Çevirmen: Khentimentiu
Mu Yi Fan’ın aklı durmuş gibiydi, gözleri boşluğa bakıyor gibiydi ama, yakından gördüğü o yakışıklı surata kilitlenmişti. Bir anda ne yapacağını bilemez hâle geldi; tepkisiz, çaresiz ve tam anlamıyla kafası karışıktı.
Elindeki kristal çekirdeği bile yere düştü ama farkında bile değildi.
Ama Zhan Bei Tian’ın sıcak nefesinin yüzüne vurduğu çok netti. Kalbi bir anda çılgın gibi atmaya başladı, sanki içinden geyik sürüsü geçmiş gibi: Hem deli gibi hem de çok gürültülü.
Zhan Bei Tian öyle çok da ileri gitmedi aslında. Sadece şöyle bir hevesle dokunur gibi, dudaklarını Mu Yi Fan’ın dudaklarına çok hafifçe sürttü. Hareketi inanılmaz nazikti.
Çevredeki insanlar daha ne olduğunu anlamadan Mu Yi Fan’ı bıraktı, onun o salak surat ifadesine baktı ve gözlerinde hafif muzur bir gülümseme belirdi.
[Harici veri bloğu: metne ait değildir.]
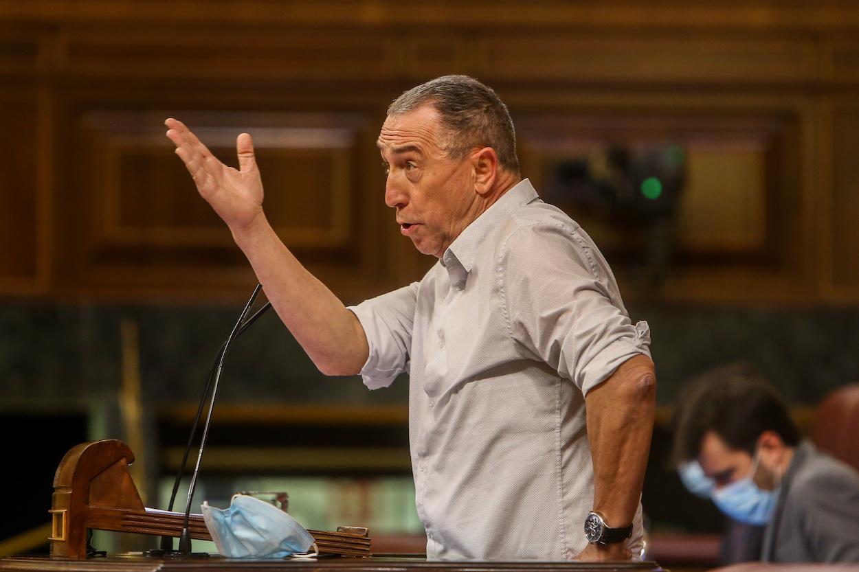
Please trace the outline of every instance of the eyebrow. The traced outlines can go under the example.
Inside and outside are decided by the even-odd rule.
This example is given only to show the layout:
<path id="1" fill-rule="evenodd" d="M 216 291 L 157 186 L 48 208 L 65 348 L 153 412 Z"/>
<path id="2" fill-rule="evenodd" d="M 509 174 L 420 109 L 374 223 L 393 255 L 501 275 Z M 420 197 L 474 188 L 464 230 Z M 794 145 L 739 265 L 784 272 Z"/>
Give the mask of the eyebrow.
<path id="1" fill-rule="evenodd" d="M 381 149 L 381 144 L 376 143 L 376 147 Z M 421 149 L 421 148 L 414 144 L 391 148 L 391 153 L 394 155 L 402 155 L 404 153 L 411 153 L 411 152 L 417 153 L 417 155 L 423 155 L 423 151 Z"/>

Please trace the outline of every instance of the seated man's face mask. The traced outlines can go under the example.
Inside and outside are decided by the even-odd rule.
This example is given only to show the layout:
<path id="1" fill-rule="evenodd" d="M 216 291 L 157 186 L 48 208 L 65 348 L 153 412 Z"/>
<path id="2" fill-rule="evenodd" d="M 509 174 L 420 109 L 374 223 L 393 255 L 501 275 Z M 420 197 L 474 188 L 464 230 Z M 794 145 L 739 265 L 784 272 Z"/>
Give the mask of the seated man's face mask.
<path id="1" fill-rule="evenodd" d="M 688 460 L 677 467 L 677 472 L 684 486 L 691 494 L 701 498 L 710 498 L 716 489 L 716 481 L 704 473 L 701 464 L 695 459 Z"/>
<path id="2" fill-rule="evenodd" d="M 235 495 L 224 509 L 204 502 L 202 509 L 218 553 L 229 558 L 283 558 L 314 545 L 295 519 L 253 496 Z"/>

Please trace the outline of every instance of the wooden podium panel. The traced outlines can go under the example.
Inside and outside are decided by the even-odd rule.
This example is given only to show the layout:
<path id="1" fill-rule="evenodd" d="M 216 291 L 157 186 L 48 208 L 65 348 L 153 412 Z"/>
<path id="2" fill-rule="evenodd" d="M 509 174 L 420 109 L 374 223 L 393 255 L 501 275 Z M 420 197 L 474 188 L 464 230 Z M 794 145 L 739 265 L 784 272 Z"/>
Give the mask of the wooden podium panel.
<path id="1" fill-rule="evenodd" d="M 244 560 L 217 556 L 190 558 L 147 558 L 139 555 L 88 560 L 10 557 L 0 560 L 0 570 L 20 572 L 239 572 L 245 570 L 338 570 L 338 572 L 664 572 L 654 562 L 570 562 L 524 560 L 428 561 L 423 557 L 379 556 L 369 558 L 331 557 L 317 560 Z"/>

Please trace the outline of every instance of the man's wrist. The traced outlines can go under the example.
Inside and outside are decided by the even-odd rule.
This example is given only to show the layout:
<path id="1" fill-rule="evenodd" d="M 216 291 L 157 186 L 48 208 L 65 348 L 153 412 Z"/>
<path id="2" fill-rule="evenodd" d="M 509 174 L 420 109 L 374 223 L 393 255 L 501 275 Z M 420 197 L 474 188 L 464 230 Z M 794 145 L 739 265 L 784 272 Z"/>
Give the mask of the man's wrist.
<path id="1" fill-rule="evenodd" d="M 265 214 L 261 210 L 259 215 L 253 217 L 253 221 L 245 226 L 235 228 L 230 228 L 230 232 L 233 234 L 233 240 L 235 240 L 235 244 L 242 251 L 246 250 L 246 248 L 253 248 L 255 243 L 259 242 L 260 240 L 268 238 L 269 233 L 273 230 L 271 225 L 268 222 L 268 219 L 265 218 Z"/>
<path id="2" fill-rule="evenodd" d="M 597 552 L 611 560 L 626 560 L 629 550 L 625 542 L 618 542 L 611 545 L 592 544 Z"/>

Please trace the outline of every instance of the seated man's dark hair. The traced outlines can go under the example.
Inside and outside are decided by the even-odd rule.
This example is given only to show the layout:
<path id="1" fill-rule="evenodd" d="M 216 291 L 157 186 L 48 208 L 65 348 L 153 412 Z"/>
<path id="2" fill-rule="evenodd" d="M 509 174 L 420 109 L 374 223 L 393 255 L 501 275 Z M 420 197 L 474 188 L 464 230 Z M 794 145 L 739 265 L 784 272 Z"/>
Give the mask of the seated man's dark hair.
<path id="1" fill-rule="evenodd" d="M 776 391 L 745 365 L 721 368 L 692 381 L 678 400 L 673 425 L 675 465 L 698 457 L 710 430 L 732 449 L 750 455 L 765 431 L 775 431 L 789 447 L 801 439 Z"/>

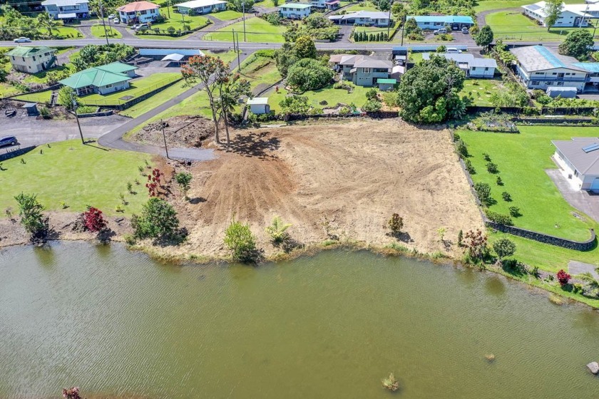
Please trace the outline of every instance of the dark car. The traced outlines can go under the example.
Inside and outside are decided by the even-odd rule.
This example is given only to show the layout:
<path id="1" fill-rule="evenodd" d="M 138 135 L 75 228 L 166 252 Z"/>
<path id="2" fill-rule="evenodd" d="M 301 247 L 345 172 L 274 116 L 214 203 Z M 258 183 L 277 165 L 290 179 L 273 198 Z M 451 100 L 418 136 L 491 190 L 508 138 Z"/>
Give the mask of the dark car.
<path id="1" fill-rule="evenodd" d="M 4 136 L 0 138 L 0 147 L 4 147 L 5 145 L 16 145 L 16 138 L 14 136 Z"/>

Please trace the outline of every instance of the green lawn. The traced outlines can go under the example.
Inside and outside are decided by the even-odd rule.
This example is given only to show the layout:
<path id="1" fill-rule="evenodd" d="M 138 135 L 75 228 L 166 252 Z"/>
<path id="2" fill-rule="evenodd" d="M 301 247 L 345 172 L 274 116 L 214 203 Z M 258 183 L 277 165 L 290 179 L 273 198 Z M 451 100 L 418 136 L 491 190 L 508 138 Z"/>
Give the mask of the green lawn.
<path id="1" fill-rule="evenodd" d="M 351 83 L 349 83 L 351 85 Z M 353 85 L 352 85 L 353 86 Z M 347 90 L 333 88 L 332 85 L 320 90 L 307 91 L 302 95 L 308 98 L 308 102 L 314 107 L 319 108 L 334 107 L 338 103 L 350 104 L 353 103 L 357 107 L 361 107 L 366 103 L 366 92 L 370 88 L 353 86 L 354 90 L 347 93 Z M 268 95 L 268 103 L 270 109 L 276 112 L 280 110 L 279 103 L 287 95 L 287 91 L 281 88 L 278 93 L 272 93 Z M 321 105 L 321 101 L 327 101 L 327 105 Z"/>
<path id="2" fill-rule="evenodd" d="M 246 10 L 246 11 L 247 11 L 247 10 Z M 217 19 L 220 19 L 220 21 L 230 21 L 232 19 L 237 19 L 237 18 L 241 18 L 242 16 L 243 16 L 243 15 L 241 13 L 234 11 L 232 10 L 213 13 L 210 14 L 210 16 L 216 18 Z M 246 12 L 245 18 L 247 18 L 247 13 Z"/>
<path id="3" fill-rule="evenodd" d="M 580 212 L 565 202 L 545 170 L 556 168 L 551 159 L 555 151 L 552 140 L 596 137 L 597 129 L 546 126 L 519 128 L 520 134 L 459 131 L 469 146 L 469 159 L 476 171 L 473 180 L 491 187 L 491 196 L 496 204 L 491 205 L 490 210 L 509 214 L 508 208 L 516 206 L 522 213 L 521 217 L 513 218 L 514 224 L 519 227 L 570 239 L 588 239 L 588 229 L 599 231 L 599 224 L 587 217 L 583 220 L 575 217 L 573 212 Z M 498 174 L 487 172 L 484 152 L 498 165 Z M 498 175 L 501 177 L 503 186 L 496 185 Z M 511 202 L 503 200 L 503 192 L 511 195 Z"/>
<path id="4" fill-rule="evenodd" d="M 108 33 L 108 38 L 121 38 L 123 37 L 123 35 L 121 34 L 121 32 L 108 25 L 106 26 L 106 33 Z M 91 34 L 97 38 L 106 37 L 106 34 L 104 32 L 104 26 L 101 24 L 92 26 Z"/>
<path id="5" fill-rule="evenodd" d="M 139 212 L 141 204 L 148 199 L 144 177 L 138 166 L 145 167 L 146 154 L 118 150 L 105 150 L 96 146 L 83 145 L 79 140 L 68 140 L 40 146 L 22 157 L 4 161 L 4 188 L 0 190 L 0 209 L 16 209 L 14 196 L 23 192 L 38 195 L 38 199 L 51 210 L 61 209 L 64 202 L 66 211 L 83 212 L 86 205 L 97 207 L 109 214 L 116 214 L 121 204 L 125 214 Z M 21 163 L 21 160 L 26 163 Z M 138 179 L 141 183 L 135 185 Z M 129 194 L 127 182 L 133 185 L 136 195 Z M 119 195 L 125 195 L 127 205 Z M 2 214 L 4 214 L 4 212 Z"/>
<path id="6" fill-rule="evenodd" d="M 460 95 L 467 95 L 473 99 L 473 105 L 492 107 L 491 95 L 503 88 L 501 79 L 466 79 Z"/>
<path id="7" fill-rule="evenodd" d="M 232 41 L 232 31 L 239 33 L 240 41 L 243 41 L 243 22 L 236 22 L 215 32 L 204 36 L 203 40 Z M 282 33 L 285 31 L 282 25 L 271 25 L 262 18 L 252 17 L 245 20 L 247 41 L 253 43 L 285 41 Z"/>
<path id="8" fill-rule="evenodd" d="M 486 16 L 487 24 L 493 29 L 496 39 L 523 41 L 559 41 L 574 29 L 580 28 L 547 28 L 537 25 L 520 12 L 498 11 Z M 593 33 L 593 28 L 586 28 Z"/>

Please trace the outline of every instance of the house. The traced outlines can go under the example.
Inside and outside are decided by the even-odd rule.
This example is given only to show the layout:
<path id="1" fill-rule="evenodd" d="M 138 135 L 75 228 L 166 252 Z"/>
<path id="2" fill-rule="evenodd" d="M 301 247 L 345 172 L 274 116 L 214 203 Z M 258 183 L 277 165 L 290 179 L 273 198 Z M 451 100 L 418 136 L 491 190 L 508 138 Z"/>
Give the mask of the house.
<path id="1" fill-rule="evenodd" d="M 277 8 L 283 18 L 303 19 L 310 15 L 312 5 L 306 3 L 286 3 Z"/>
<path id="2" fill-rule="evenodd" d="M 551 140 L 553 160 L 579 190 L 599 192 L 599 138 Z"/>
<path id="3" fill-rule="evenodd" d="M 527 88 L 568 86 L 575 87 L 580 93 L 596 89 L 599 83 L 599 63 L 579 63 L 543 46 L 518 47 L 511 51 L 518 58 L 516 75 Z M 595 72 L 590 71 L 593 70 Z"/>
<path id="4" fill-rule="evenodd" d="M 393 63 L 369 56 L 345 56 L 339 63 L 342 77 L 360 86 L 379 86 L 379 79 L 389 80 Z M 383 85 L 389 84 L 382 82 Z"/>
<path id="5" fill-rule="evenodd" d="M 493 58 L 476 58 L 469 53 L 435 53 L 436 56 L 444 57 L 456 63 L 458 67 L 464 71 L 466 78 L 477 78 L 491 79 L 495 75 L 497 63 Z M 422 54 L 422 59 L 428 60 L 431 58 L 431 53 Z"/>
<path id="6" fill-rule="evenodd" d="M 133 1 L 116 9 L 123 24 L 154 22 L 160 16 L 160 6 L 150 1 Z"/>
<path id="7" fill-rule="evenodd" d="M 129 88 L 129 81 L 135 78 L 137 68 L 126 63 L 114 62 L 84 69 L 58 82 L 74 89 L 77 95 L 91 93 L 108 94 Z"/>
<path id="8" fill-rule="evenodd" d="M 415 19 L 418 27 L 423 30 L 449 26 L 453 31 L 458 31 L 474 25 L 472 17 L 462 15 L 410 15 L 406 20 L 411 18 Z"/>
<path id="9" fill-rule="evenodd" d="M 252 113 L 262 114 L 270 113 L 270 105 L 268 105 L 268 97 L 255 97 L 247 100 L 250 110 Z"/>
<path id="10" fill-rule="evenodd" d="M 225 11 L 227 9 L 227 1 L 221 0 L 192 0 L 175 6 L 177 10 L 183 14 L 188 14 L 190 11 L 195 15 L 210 14 Z"/>
<path id="11" fill-rule="evenodd" d="M 389 26 L 391 23 L 389 13 L 382 11 L 359 11 L 343 15 L 332 15 L 329 19 L 340 25 L 360 26 Z"/>
<path id="12" fill-rule="evenodd" d="M 81 19 L 89 17 L 88 0 L 46 0 L 41 3 L 54 19 Z"/>
<path id="13" fill-rule="evenodd" d="M 54 66 L 56 51 L 45 46 L 38 47 L 24 47 L 17 46 L 8 53 L 9 57 L 15 71 L 26 73 L 37 73 Z"/>
<path id="14" fill-rule="evenodd" d="M 534 4 L 522 6 L 523 14 L 531 19 L 547 26 L 545 19 L 547 3 L 539 1 Z M 599 18 L 599 4 L 562 4 L 562 10 L 558 20 L 551 26 L 571 28 L 573 26 L 588 26 L 588 20 Z"/>

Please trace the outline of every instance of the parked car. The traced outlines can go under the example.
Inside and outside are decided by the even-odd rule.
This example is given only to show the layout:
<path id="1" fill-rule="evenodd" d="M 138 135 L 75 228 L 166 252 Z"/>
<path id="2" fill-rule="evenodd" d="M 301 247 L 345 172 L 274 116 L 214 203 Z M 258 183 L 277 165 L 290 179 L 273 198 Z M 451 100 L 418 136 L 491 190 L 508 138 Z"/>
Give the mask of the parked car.
<path id="1" fill-rule="evenodd" d="M 19 142 L 14 136 L 4 136 L 0 138 L 0 147 L 4 147 L 5 145 L 16 145 L 17 142 Z"/>

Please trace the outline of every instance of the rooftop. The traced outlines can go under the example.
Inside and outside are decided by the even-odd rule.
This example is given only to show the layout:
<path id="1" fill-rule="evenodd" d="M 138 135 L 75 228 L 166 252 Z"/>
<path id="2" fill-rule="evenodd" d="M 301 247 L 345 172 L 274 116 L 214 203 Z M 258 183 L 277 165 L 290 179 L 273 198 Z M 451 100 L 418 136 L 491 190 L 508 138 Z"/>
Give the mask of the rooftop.
<path id="1" fill-rule="evenodd" d="M 154 3 L 150 3 L 150 1 L 133 1 L 133 3 L 129 3 L 128 4 L 118 7 L 116 9 L 123 12 L 135 12 L 153 10 L 159 8 L 160 6 Z"/>
<path id="2" fill-rule="evenodd" d="M 39 53 L 46 53 L 46 51 L 56 51 L 54 48 L 50 48 L 46 46 L 39 46 L 37 47 L 25 47 L 23 46 L 17 46 L 8 53 L 7 56 L 14 56 L 16 57 L 33 57 Z"/>
<path id="3" fill-rule="evenodd" d="M 520 65 L 528 72 L 565 68 L 585 72 L 577 66 L 578 60 L 574 57 L 553 53 L 543 46 L 527 46 L 512 48 L 511 51 L 518 58 Z"/>
<path id="4" fill-rule="evenodd" d="M 551 142 L 578 172 L 599 175 L 599 138 L 573 138 Z"/>

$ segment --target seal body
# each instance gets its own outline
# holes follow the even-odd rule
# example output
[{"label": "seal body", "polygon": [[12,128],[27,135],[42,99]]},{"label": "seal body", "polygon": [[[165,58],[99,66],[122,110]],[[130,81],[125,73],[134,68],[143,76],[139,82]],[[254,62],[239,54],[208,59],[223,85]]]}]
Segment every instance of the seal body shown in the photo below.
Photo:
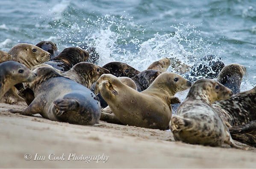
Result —
[{"label": "seal body", "polygon": [[140,92],[147,89],[161,73],[161,72],[155,70],[145,70],[131,79],[135,83],[138,91]]},{"label": "seal body", "polygon": [[161,74],[146,90],[139,92],[111,74],[103,74],[96,82],[94,92],[100,92],[117,118],[123,124],[165,129],[171,117],[174,97],[191,83],[171,72]]},{"label": "seal body", "polygon": [[24,65],[14,61],[7,61],[0,64],[0,97],[14,85],[31,82],[37,74]]},{"label": "seal body", "polygon": [[43,50],[48,52],[51,56],[50,59],[53,59],[59,54],[57,45],[50,41],[42,41],[35,45]]},{"label": "seal body", "polygon": [[38,77],[26,85],[34,92],[35,99],[25,109],[11,112],[24,115],[40,113],[51,120],[78,124],[93,125],[98,122],[100,103],[89,89],[50,67],[39,67],[34,72],[38,74]]},{"label": "seal body", "polygon": [[9,53],[0,51],[0,63],[8,60],[12,60],[12,56]]},{"label": "seal body", "polygon": [[62,75],[90,89],[101,75],[109,73],[109,71],[106,69],[83,62],[77,64]]},{"label": "seal body", "polygon": [[19,62],[31,69],[35,65],[49,60],[50,53],[40,48],[28,43],[19,43],[9,52],[12,60]]},{"label": "seal body", "polygon": [[79,46],[87,51],[90,54],[90,57],[86,62],[95,64],[100,58],[100,55],[96,52],[96,49],[94,47],[89,46],[86,45],[80,45]]},{"label": "seal body", "polygon": [[147,69],[153,69],[162,72],[166,72],[171,64],[171,60],[167,57],[153,62]]},{"label": "seal body", "polygon": [[127,77],[131,78],[140,72],[140,71],[130,66],[119,62],[110,62],[102,67],[109,70],[111,74],[117,77]]},{"label": "seal body", "polygon": [[232,95],[230,89],[213,80],[201,79],[193,84],[170,122],[175,140],[211,146],[225,143],[238,148],[212,106],[214,101]]},{"label": "seal body", "polygon": [[221,71],[217,80],[232,90],[234,94],[240,92],[240,86],[246,69],[243,65],[230,64],[225,66]]},{"label": "seal body", "polygon": [[89,53],[85,50],[71,47],[65,49],[58,56],[44,63],[65,72],[76,64],[86,60],[89,57]]}]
Sonra eğilip yere düşen kristali aldı, Mu Yi Fan’ın elini tuttu ve onu çekip geçici ticaret alanından uzaklaştırdı.
Mu Yi Fan hâlâ olayın şokundaydı, uzun süre kendine gelemedi. Kafasında tek bir soru dönüp duruyordu: Zhan Bei Tian gerçekten onu öpmüş müydü?!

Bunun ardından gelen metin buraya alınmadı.